US chess grandmaster Daniel Naroditsky spent years building a reputation as one of America’s brightest strategic minds. But according to a newly released medical examiner’s report, the 29-year-old’s final months were marked by crushing pressure, spiraling stress, and dangerous self-medication that ended in tragedy.
Naroditsky was discovered on Oct. 19, 2025, slumped on his living room couch in Charlotte, North Carolina. Bags of kratom powder were scattered across the room. Several bottles of over-the-counter cough medicine lay nearby. Friends had gone to check on him after he missed a flight to Colorado — something they said was “completely unlike him.”
“He wasn’t answering calls. He wasn’t online. We knew something was wrong,” one friend later told investigators.
The report reveals that two days before his death, the same friends rushed to his home after watching Naroditsky behave erratically during a livestreamed chess session. Viewers noticed slurred speech. Confusion. Repeated pauses as if he couldn’t remember what he was doing.
“It was not Daniel. Not the Daniel we knew,” a friend said.
They found dozens of pills — believed to be Adderall — and took them away in an attempt to stabilize him. But the downward spiral continued.
Behind the scenes, Naroditsky had been fighting a year-long battle to clear his name. Former world champion Vladimir Kramnik had publicly accused several players, including Naroditsky, of using computer assistance — a scandal that tore through the chess community and ignited bitter debates online.
Friends say the accusations devastated him.
“He lived for chess. For his reputation. Those claims broke his heart,” his mother, Elena, said at the time. “There was nothing more important to Daniel than his dignity and his name as a chess player.”
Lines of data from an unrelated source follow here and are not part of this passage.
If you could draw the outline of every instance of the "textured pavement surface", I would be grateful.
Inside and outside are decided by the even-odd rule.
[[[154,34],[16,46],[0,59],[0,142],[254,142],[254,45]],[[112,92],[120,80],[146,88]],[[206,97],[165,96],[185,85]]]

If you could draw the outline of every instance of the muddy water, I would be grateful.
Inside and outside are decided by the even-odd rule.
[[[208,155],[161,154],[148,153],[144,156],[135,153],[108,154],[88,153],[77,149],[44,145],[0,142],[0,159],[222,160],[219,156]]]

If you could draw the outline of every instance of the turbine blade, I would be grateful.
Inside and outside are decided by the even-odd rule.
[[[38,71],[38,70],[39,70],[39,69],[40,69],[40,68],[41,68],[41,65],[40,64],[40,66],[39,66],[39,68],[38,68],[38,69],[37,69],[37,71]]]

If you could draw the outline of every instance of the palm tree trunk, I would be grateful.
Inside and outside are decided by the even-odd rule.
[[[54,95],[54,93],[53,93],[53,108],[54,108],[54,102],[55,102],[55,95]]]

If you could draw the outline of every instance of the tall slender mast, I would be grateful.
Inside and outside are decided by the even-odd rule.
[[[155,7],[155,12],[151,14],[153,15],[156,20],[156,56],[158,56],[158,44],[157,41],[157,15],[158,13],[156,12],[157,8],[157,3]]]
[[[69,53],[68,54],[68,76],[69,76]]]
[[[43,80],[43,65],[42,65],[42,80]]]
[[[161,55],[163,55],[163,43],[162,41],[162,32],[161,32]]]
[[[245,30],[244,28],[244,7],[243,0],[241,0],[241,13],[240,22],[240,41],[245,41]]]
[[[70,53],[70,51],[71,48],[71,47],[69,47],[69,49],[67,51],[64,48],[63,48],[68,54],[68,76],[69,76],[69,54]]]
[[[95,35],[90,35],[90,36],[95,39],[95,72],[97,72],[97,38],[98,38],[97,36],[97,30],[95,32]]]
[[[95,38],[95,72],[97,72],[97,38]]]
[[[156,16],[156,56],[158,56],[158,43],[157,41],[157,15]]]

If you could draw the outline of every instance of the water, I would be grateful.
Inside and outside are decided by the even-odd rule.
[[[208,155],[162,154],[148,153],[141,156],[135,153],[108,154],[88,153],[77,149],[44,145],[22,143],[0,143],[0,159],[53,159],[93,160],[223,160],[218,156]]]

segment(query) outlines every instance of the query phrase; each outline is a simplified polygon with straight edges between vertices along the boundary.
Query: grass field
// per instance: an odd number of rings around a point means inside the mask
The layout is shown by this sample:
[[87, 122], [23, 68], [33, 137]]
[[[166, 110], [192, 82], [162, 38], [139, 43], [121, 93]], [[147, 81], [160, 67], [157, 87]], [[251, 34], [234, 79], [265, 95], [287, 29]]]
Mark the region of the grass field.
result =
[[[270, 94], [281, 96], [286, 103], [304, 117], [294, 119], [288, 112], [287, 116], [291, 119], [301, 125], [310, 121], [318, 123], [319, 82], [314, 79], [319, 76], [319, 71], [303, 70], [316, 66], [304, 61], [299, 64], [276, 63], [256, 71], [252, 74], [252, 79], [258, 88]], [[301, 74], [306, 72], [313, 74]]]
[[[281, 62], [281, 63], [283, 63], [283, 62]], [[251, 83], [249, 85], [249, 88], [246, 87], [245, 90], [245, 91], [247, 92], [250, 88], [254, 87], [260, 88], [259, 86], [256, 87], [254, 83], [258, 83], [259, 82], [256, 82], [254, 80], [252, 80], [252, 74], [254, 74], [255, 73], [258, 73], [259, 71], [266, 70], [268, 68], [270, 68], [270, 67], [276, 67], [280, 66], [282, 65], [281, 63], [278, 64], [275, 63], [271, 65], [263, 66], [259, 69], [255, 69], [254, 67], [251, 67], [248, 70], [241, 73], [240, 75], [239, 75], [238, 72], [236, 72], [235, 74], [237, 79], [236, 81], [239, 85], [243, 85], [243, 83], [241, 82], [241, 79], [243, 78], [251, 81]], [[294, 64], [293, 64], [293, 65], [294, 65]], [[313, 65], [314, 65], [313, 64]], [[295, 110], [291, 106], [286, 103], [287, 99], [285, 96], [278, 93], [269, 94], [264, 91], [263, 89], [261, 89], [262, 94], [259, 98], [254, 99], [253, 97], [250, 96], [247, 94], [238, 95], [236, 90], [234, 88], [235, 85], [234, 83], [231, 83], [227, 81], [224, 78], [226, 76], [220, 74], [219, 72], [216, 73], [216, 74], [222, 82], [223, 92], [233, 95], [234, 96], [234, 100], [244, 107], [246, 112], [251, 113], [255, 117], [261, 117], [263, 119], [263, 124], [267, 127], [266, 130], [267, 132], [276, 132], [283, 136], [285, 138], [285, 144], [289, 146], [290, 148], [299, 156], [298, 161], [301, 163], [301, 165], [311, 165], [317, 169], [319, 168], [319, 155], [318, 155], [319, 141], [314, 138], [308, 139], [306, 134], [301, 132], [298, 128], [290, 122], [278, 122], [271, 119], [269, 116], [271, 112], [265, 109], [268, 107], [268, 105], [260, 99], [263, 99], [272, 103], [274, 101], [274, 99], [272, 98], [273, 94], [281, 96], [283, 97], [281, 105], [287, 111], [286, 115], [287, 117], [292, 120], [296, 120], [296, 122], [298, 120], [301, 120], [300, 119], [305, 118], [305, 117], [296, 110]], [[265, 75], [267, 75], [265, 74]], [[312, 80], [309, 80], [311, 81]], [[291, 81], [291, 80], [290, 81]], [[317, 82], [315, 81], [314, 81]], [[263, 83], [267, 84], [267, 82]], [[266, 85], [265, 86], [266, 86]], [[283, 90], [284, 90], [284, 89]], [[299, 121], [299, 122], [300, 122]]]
She said her son believed the accusations were false and felt enormous pressure to “prove himself clean” every time he sat at the board.
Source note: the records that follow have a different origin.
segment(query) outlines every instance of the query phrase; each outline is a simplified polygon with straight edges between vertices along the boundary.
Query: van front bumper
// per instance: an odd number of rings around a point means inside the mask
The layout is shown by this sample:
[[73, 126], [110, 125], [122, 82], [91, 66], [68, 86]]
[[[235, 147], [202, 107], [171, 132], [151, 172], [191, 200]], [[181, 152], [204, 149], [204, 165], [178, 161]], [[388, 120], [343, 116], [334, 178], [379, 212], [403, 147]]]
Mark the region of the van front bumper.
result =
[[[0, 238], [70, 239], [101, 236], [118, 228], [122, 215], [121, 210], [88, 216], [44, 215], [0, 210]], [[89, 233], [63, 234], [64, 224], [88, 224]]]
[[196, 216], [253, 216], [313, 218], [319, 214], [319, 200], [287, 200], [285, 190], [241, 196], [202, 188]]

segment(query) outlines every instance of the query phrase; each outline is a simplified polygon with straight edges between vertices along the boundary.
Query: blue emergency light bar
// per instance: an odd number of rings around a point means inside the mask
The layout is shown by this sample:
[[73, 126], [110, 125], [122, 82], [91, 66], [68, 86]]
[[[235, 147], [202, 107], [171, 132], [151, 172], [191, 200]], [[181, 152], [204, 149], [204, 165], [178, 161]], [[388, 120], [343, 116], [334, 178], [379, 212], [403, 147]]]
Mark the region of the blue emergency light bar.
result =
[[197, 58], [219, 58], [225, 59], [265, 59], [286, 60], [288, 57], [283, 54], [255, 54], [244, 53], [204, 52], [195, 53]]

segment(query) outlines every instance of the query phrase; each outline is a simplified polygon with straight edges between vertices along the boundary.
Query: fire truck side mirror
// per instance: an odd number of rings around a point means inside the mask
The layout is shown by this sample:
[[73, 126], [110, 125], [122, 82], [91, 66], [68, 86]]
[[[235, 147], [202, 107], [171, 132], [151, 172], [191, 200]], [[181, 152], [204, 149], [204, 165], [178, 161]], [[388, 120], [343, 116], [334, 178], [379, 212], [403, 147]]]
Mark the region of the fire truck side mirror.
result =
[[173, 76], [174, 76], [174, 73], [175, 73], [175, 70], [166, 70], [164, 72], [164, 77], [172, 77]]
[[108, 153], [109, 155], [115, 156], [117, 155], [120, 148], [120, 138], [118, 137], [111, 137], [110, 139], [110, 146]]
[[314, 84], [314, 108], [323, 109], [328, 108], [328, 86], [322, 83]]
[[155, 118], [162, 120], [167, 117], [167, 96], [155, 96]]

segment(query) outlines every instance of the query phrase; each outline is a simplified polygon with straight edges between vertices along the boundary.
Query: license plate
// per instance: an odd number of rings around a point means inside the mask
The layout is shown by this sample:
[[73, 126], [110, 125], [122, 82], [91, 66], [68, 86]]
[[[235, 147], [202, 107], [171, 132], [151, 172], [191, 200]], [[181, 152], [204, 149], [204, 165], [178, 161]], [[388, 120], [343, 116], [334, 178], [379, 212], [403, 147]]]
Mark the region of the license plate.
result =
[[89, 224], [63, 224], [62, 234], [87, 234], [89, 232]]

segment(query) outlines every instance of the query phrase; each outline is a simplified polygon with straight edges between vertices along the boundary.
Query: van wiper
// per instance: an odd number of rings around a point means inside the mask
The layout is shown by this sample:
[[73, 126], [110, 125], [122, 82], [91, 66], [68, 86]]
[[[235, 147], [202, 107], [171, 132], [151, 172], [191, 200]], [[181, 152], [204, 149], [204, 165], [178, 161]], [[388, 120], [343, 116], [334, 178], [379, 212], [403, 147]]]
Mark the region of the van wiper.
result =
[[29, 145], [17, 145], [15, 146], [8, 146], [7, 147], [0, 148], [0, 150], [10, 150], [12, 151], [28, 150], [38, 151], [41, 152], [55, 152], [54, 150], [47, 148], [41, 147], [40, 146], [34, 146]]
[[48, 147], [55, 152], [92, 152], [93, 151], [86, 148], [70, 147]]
“He played more. He streamed more. He pushed himself past exhaustion,” Elena said. “He wanted the world to see the truth.”
Most of the professional chess community publicly rejected Kramnik’s claims, but the damage — according to those close to Naroditsky — was already done.
The medical examiner confirmed Naroditsky suffered a fatal cardiac arrhythmia linked to underlying systemic sarcoidosis — a condition he likely didn’t know he had. Methamphetamine and kratom in his bloodstream worsened the cardiac strain and contributed directly to his death.
The last person to see him alive was a food delivery driver around 3 p.m. on Oct. 18. First responders later found the meal, barely touched, still sitting on the table.
“He was supposed to fly home to see us the next week,” his mother said. “He was looking forward to it.”
Kratom — often marketed as a natural “energy booster” — has exploded in popularity in recent years, especially among young adults searching for focus and anxiety relief. But federal regulators warn the substance can cause severe health complications, including hallucinations, elevated blood pressure, and, in rare cases, fatal reactions.
When combined with methamphetamine, doctors say the risk of a cardiac event increases dramatically.
“He was overwhelmed. He was trying to cope,” a family friend said. “But he chose things that only made everything worse.”
Naroditsky’s death was officially ruled an accident.
Yet to many who admired him, taught him, or played against him, the tragedy feels like something more: the collapse of a brilliant mind crushed by public scrutiny, private battles, and a storm of pressures no young grandmaster should face alone.
“He should still be here,” his mother said. “He had so much more life to live.”